Depending on migrated data
You shouldn't depend on the data until the background data migration is finished. If having 100% of the data migrated is a requirement, then the ensure_background_data_migration_succeeded
helper can be used to guarantee that the migration succeeded and the data fully migrated.
Testing
At a minimum, it's recommended that the #process
method in your data migration is tested. You may also want to test the #collection
and #count
methods if they are sufficiently complex.
Example:
# test/online_migrations/data_migrations/backfill_project_issues_count_test.rb
require "test_helper"
module OnlineMigrations
module DataMigrations
class BackfillProjectIssuesCountTest < ActiveSupport::TestCase
test "#process backfills issues_count" do
rails = Project.create!(name: "Ruby on Rails")
postgres = Project.create!(name: "PostgreSQL")
2.times { rails.issues.create! }
postgres.issues.create!
migration = BackfillProjectIssuesCount.new
migration.collection.each do |relation|
migration.process(relation)
end
assert_equal 2, rails.reload.issues_count
assert_equal 1, postgres.reload.issues_count
end
end
end
end
Instrumentation
Data migrations use the ActiveSupport::Notifications API.
You can subscribe to background_data_migrations
events and log it, graph it, etc.
To get notified about specific type of events, subscribe to the event name followed by the background_data_migrations
namespace.
# config/initializers/online_migrations.rb
ActiveSupport::Notifications.subscribe("started.background_data_migrations") do |name, start, finish, id, payload|
# background data migration object is available in payload[:migration]
# Your code here
end
If you want to subscribe to every background_data_migrations
event, use:
# config/initializers/online_migrations.rb
ActiveSupport::Notifications.subscribe(/background_data_migrations/) do |name, start, finish, id, payload|
# background data migration object is available in payload[:migration]
# Your code here
end
Available events:
started.background_data_migrations
completed.background_data_migrations
throttled.background_data_migrations
Using Data Migration Callbacks
The data migrations provides callbacks that hook into its life cycle.
Available callbacks are:
after_start
around_process
after_resume
after_stop
after_complete
after_pause
after_cancel
module OnlineMigrations
module DataMigrations
class BackfillProjectIssuesCount < OnlineMigrations::DataMigration
def after_start
NotifyJob.perform_later(self.class.name)
end
# ...
end
end
end
Monitoring Data Migrations
Data Migrations can be in various states during its execution:
- enqueued: A migration has been enqueued by the user.

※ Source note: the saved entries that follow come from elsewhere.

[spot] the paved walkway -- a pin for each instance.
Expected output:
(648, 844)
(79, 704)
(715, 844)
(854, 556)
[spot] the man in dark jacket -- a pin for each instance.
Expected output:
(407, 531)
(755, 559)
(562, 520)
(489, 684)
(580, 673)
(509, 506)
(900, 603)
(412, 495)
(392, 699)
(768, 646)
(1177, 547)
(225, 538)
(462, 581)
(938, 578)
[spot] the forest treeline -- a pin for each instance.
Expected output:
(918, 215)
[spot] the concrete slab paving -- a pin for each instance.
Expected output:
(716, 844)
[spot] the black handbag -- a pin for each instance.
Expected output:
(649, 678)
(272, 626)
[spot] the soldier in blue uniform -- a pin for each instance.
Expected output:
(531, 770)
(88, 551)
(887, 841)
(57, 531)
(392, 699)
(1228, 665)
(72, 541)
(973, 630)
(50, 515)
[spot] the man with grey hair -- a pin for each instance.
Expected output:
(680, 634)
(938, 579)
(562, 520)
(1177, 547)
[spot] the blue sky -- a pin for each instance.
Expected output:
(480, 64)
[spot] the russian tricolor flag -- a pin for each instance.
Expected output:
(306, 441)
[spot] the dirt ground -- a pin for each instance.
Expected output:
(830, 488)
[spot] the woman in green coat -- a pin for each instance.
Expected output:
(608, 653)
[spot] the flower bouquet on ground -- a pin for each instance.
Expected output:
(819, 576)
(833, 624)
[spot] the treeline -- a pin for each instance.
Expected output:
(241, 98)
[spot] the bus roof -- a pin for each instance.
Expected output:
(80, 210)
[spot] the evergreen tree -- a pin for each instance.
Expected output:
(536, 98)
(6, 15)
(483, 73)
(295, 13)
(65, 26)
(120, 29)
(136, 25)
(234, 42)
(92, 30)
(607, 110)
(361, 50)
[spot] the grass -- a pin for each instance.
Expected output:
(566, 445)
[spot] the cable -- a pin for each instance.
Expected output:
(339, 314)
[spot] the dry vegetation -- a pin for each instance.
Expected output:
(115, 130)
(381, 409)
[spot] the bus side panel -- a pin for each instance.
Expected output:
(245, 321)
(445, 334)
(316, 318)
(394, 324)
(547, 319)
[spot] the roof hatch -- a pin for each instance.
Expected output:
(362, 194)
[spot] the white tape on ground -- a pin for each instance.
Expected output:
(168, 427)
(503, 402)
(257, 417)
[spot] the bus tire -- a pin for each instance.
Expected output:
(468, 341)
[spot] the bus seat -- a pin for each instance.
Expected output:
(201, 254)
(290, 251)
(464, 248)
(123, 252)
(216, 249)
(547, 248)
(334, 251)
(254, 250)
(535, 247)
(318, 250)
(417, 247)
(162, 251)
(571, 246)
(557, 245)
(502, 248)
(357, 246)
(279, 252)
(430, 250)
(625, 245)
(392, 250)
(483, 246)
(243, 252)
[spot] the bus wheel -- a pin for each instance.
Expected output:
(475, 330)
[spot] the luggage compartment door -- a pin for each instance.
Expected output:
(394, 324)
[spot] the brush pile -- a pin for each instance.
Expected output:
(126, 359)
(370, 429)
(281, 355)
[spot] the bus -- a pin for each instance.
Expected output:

- running: A migration is being performed by a migration executor.
- pausing: A migration has been told to pause but is finishing work.
- paused: A migration was paused in the middle of the run by the user.
To manually pause a migration, you can run:
migration = OnlineMigrations::DataMigrations::Migration.find(id)
migration.pause
- failed: A migration raises an exception when running.
- succeeded: A migration finished without error.
- cancelling: A migration has been told to cancel but is finishing work.
- cancelled: A migration was cancelled by the user.
To manually cancel a migration, you can run:
migration = OnlineMigrations::DataMigrations::Migration.find(id)
migration.cancel
To get the progress (assuming #count
method on data migration class was defined):
migration = OnlineMigrations::DataMigrations::Migration.find(id)
migration.progress # value from 0 to 100.0
Note: It will be easier to work with background migrations through some kind of Web UI, but until it is implemented, we can work with them only manually.
Retrying a failed migration
To retry a failed migration, run:
migration = OnlineMigrations::DataMigrations::Migration.find(id)
migration.retry # => `true` if scheduled to be retried, `false` - if not
The migration will be retried on the next Scheduler run.
Configuring
There are a few configurable options for the data migrations. Custom configurations should be placed in a online_migrations.rb
initializer.
Check the source code for the list of all available configuration options.
Customizing the error handler
Exceptions raised while a data migration is performing are rescued and information about the error is persisted in the database.
If you want to integrate with an exception monitoring service (e.g. Bugsnag), you can define an error handler:
# config/initializers/online_migrations.rb
config.background_data_migrations.error_handler = ->(error, errored_migration) do
Bugsnag.notify(error) do |notification|
notification.(:background_data_migration, { name: errored_migration.name })
end
end
The error handler should be a lambda that accepts 2 arguments:
error
: The exception that was raised.errored_migration
: AnOnlineMigrations::BackgroundDataMigrations::Migration
object that represents a migration.
Customizing the data migrations path
OnlineMigrations.config.background_data_migrations.migrations_path
can be configured to define where generated data migrations will be placed.
# config/initializers/online_migrations.rb
config.background_data_migrations.migrations_path = "app/lib"
If no value is specified, it will default to "lib"
.
Customizing the data migrations module
config.background_data_migrations.migrations_module
can be configured to define the module in which
data migrations will be placed.
# config/initializers/online_migrations.rb
config.background_data_migrations.migrations_module = "DataMigrationsModule"
If no value is specified, it will default to "OnlineMigrations::DataMigrations"
.
Customizing the underlying sidekiq job class
A custom sidekiq job class can be configured to define a job class for your data migrations to use.
# config/initializers/online_migrations.rb
config.background_data_migrations.job = "CustomMigrationJob"
# app/jobs/custom_migration_job.rb
class CustomMigrationJob < OnlineMigrations::DataMigrations::MigrationJob
queue: "low"
end
The job class must inherit from OnlineMigrations::DataMigrations::MigrationJob
.
Multiple databases and sharding
If you have multiple databases or sharding, you may need to configure where background migrations related tables live by configuring the parent model:
# config/initializers/online_migrations.rb
# Referring to one of the databases
OnlineMigrations::ApplicationRecord.connects_to database: { writing: :animals }
# Referring to one of the shards (via `:database` option)
OnlineMigrations::ApplicationRecord.connects_to database: { writing: :shard_one }
By default, ActiveRecord uses the database config named :primary
(if exists) under the environment section from the database.yml
.
Otherwise, the first config under the environment section is used.
Parallelize processing by shards
By default, only a single data migration at a time is processed. To process a single data migration at a time per shard:
[:shard_one, :shard_two, :shard_three].each do |shard|
every 1.minute do
runner "OnlineMigrations.run_background_data_migrations(shard: :#{shard})"
end
end
Change processing concurrency
By default, only a single data migration at a time is processed. To change the concurrency:
every 1.minute do
# Run 2 data migrations in parallel.
runner "OnlineMigrations.run_background_data_migrations(concurrency: 2)"
end
Note: This configuration works perfectly well in combination with the :shard
configuration from the previous section.